So having said that Tiger, what do you say if any new building regardless of its class has to have both types of solar. Would that help?
I view solar as one simple type but the storage options are more complex.
I suppose I view it like this:-
Legacy:- mostly coal power with gas peakers to help because coal power plants cannot increase or decrease electricity production easily. It's expensive and bad for the environment and monolithic.
Modern:- solar and wind to generate electricity but mostly solar. The questions becomes how do we store energy that is variable. That storage has to be able to ramp up and down quickly in relation to production of electricity.

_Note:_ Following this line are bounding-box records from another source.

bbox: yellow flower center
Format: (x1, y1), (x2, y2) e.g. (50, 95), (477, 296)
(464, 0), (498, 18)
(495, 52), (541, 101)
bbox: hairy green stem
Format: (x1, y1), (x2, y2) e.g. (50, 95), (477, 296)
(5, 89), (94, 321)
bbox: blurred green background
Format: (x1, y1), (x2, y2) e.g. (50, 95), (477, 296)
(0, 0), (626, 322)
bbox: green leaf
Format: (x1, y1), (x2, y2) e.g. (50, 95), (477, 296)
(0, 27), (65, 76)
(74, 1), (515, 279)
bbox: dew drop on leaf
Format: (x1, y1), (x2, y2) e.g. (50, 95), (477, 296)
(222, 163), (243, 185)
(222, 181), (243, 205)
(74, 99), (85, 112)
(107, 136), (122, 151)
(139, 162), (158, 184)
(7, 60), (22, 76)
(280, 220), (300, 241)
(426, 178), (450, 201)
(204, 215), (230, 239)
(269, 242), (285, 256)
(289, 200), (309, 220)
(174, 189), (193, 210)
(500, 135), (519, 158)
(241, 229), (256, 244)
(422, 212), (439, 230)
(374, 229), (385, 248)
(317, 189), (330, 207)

Batteries will handle a fair bit of storage but they aren't good at longer term storage - so multiple days and across seasons.
Hydro power is really good at storing electricity for multi-day lower energy production but not good enough for seasonal storage. The build of Snowy 2.0 was meant to be 6 billion dollars but it has blown out to 12 billion dollars. Personally I think this is cheap and a good deal. For some context the Subs we are buying and we may not even get are set to cost $360 billion.
There is basically a gap for seasonal storage. This is where gas peakers come in and why we are allowing gas production to remain. Gas peakers are cheap to build but they produce carbon and they are expensive to run.
The other issue is building transmission lines.
I basically think we have to build a tonne of solar and it's the backbone to the system but I don't really see how this is an issue. It's just a project execution issue. We can build solar panels all over the place. I think already it's something like 40% of households have rooftop solar. So adding it to buildings is more about making those buildings have lower electricity costs.